When Paul left Corinth and traveled to Ephesus, Aquila and Priscilla accompanied him. When he returned to Jerusalem, they stayed in Ephesus to minister in the church there. At some point they returned to Rome and worked in that church (Romans 16:3). Later, they came back to Ephesus to help Timothy (2 Timothy 4:19).
The scriptural snapshots of Aquila and Priscilla indicate that they ministered faithfully in every church to which they belonged. They were the extra hands and feet for more celebrated New Testament Christians such as Paul and the other apostles. The couple labored with grace and diligence, with humility and integrity. Not only did Paul owe them an unpayable debt—they “risked their lives for me”—but he also said that every Gentile church owed them a debt of gratitude.

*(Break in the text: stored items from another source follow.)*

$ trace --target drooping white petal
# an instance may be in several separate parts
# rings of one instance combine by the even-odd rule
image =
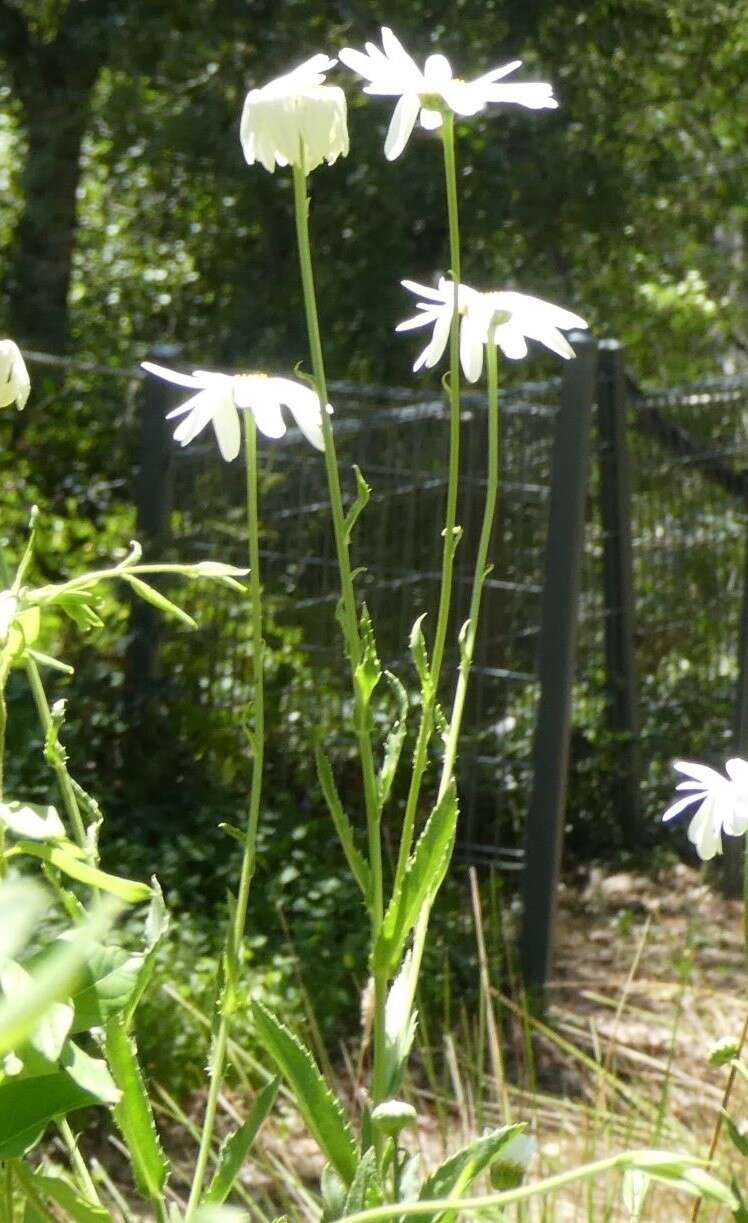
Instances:
[[[688,826],[688,839],[696,847],[702,862],[710,862],[722,853],[720,825],[715,820],[715,804],[708,795]]]
[[[420,106],[417,93],[404,93],[398,100],[384,142],[384,155],[388,161],[395,161],[408,143]]]
[[[441,112],[438,110],[431,110],[428,106],[421,107],[421,113],[418,116],[418,121],[426,132],[437,131],[444,122]]]
[[[279,401],[290,409],[307,441],[311,442],[316,450],[324,450],[322,413],[316,391],[301,382],[293,382],[290,378],[268,378],[268,382]],[[327,410],[332,411],[330,404],[327,405]]]
[[[675,819],[676,815],[680,815],[681,811],[685,811],[692,805],[692,803],[699,802],[702,796],[703,791],[701,794],[687,794],[685,798],[679,798],[677,802],[674,802],[670,807],[668,807],[667,811],[663,815],[663,824],[668,820]]]
[[[236,410],[233,395],[223,394],[216,400],[213,411],[213,428],[222,457],[227,463],[233,462],[242,444],[239,413]]]
[[[486,85],[483,89],[486,102],[503,102],[514,106],[525,106],[528,110],[556,110],[558,102],[553,89],[546,81],[530,81],[516,85]]]
[[[485,92],[470,81],[449,81],[440,92],[450,110],[458,115],[477,115],[486,104]]]
[[[175,386],[188,386],[190,390],[205,385],[195,374],[182,374],[179,370],[167,369],[165,365],[156,365],[155,361],[141,361],[140,368],[149,374],[155,374],[157,378],[163,378],[164,382],[173,382]]]
[[[426,88],[435,93],[452,80],[452,68],[446,55],[429,55],[423,67]]]
[[[413,365],[414,372],[422,369],[433,369],[444,356],[444,350],[449,341],[449,331],[452,325],[452,307],[445,303],[434,323],[431,339]]]
[[[395,331],[414,331],[416,327],[426,327],[433,323],[439,317],[441,310],[438,307],[421,308],[421,313],[416,314],[413,318],[406,318],[402,323],[398,323]]]
[[[305,173],[323,161],[331,165],[348,152],[346,100],[337,85],[326,85],[335,60],[320,53],[244,100],[239,128],[249,165],[301,165]]]
[[[460,323],[460,364],[468,382],[477,382],[483,370],[483,335],[471,315]]]
[[[509,76],[510,73],[516,72],[522,67],[521,59],[513,59],[511,63],[502,65],[501,68],[492,68],[490,72],[484,72],[482,76],[478,76],[474,81],[470,81],[471,85],[492,85],[495,81],[500,81],[502,77]]]
[[[400,284],[404,289],[408,289],[410,293],[415,293],[416,297],[425,297],[429,301],[442,303],[444,301],[444,291],[442,285],[446,285],[447,281],[442,279],[439,281],[438,289],[432,285],[421,285],[417,280],[401,280]]]
[[[527,342],[516,323],[502,323],[494,333],[496,343],[510,361],[521,361],[527,356]]]
[[[195,395],[189,415],[185,416],[174,430],[174,440],[179,442],[180,446],[189,445],[212,420],[215,410],[216,401],[211,391],[201,391],[199,395]]]
[[[0,408],[14,403],[20,412],[30,393],[31,380],[20,348],[15,340],[0,340]]]
[[[272,378],[245,375],[238,377],[234,389],[237,407],[252,413],[254,422],[264,437],[279,438],[286,432],[286,422],[280,400],[273,389]]]

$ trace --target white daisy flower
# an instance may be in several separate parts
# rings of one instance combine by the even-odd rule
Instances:
[[[422,366],[431,369],[441,360],[449,340],[454,282],[441,277],[436,289],[412,280],[403,280],[402,284],[425,300],[416,303],[420,314],[399,323],[396,330],[433,326],[431,339],[413,366],[414,370]],[[477,382],[480,378],[483,348],[491,331],[504,355],[518,360],[527,356],[528,339],[538,340],[560,357],[573,357],[574,350],[560,329],[587,326],[578,314],[538,297],[512,292],[479,293],[465,284],[458,289],[457,309],[460,314],[460,364],[469,382]]]
[[[0,646],[5,645],[10,626],[18,610],[18,598],[12,590],[0,590]]]
[[[13,340],[0,340],[0,408],[14,403],[20,412],[30,392],[31,379],[20,348]]]
[[[727,777],[706,764],[689,760],[677,760],[673,767],[687,778],[676,786],[685,795],[668,807],[662,818],[672,820],[696,804],[688,839],[702,861],[708,862],[722,853],[723,832],[738,837],[748,829],[748,761],[739,757],[728,760]]]
[[[368,84],[364,93],[398,97],[384,145],[389,161],[399,157],[408,143],[416,119],[427,131],[441,127],[442,111],[458,115],[477,115],[490,102],[509,102],[532,110],[558,106],[552,87],[545,81],[500,85],[503,77],[520,67],[522,60],[512,60],[501,68],[463,81],[452,75],[449,60],[444,55],[430,55],[423,71],[408,55],[402,43],[387,26],[382,27],[382,49],[366,43],[366,52],[345,47],[339,54],[341,63],[362,76]]]
[[[175,386],[197,391],[186,403],[169,412],[167,419],[183,416],[174,431],[181,446],[188,445],[213,424],[218,447],[227,462],[235,459],[241,446],[239,409],[250,411],[255,424],[265,437],[283,437],[286,423],[281,408],[288,408],[307,441],[317,450],[324,450],[322,413],[319,398],[311,387],[291,378],[274,378],[266,374],[218,374],[196,369],[192,374],[180,374],[152,361],[143,361],[143,369]],[[332,412],[330,404],[328,412]]]
[[[343,90],[325,84],[336,61],[324,54],[285,76],[251,89],[244,101],[240,138],[251,166],[259,161],[271,173],[278,166],[300,165],[306,173],[348,153]]]

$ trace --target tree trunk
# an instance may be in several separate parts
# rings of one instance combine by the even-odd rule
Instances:
[[[58,44],[31,49],[17,80],[28,150],[6,280],[8,331],[22,348],[52,353],[68,343],[81,145],[98,67]]]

For every Paul God calls, there are dozens of Aquilas and Priscillas—faithful friends who make it possible for the Pauls to do their work effectively. Who is the Paul in your church? How can you support them? Who are the Aquilas and Priscillas in your church? How can you express your gratitude to them?
Read Acts 18:24–27. In what ways did Aquila and Priscilla minister to Apollos? What does this passage teach us about biblical friendship?
Read 1 Timothy 4:11–16. What advice did Paul give Timothy? Based on the Acts 18 passage above, how do you think Aquila and Priscilla supported Timothy?
Read 1 Thessalonians 5:12–24. How can we support other Christians in our circle of influence? Pray that God will show you how to be a better Priscilla or Aquila.
Denise K. Loock
This devotion is part of our series, Not-As-Famous Men and Women of the Bible.
*Unger’s Bible Dictionary says that Aquila and Priscilla fled “from Rome in consequence of an order of Claudius commanding all Jews to leave that city” (p. 90). Apparently that order was later rescinded because Aquila and Priscilla returned to Rome (Romans 16:3-5).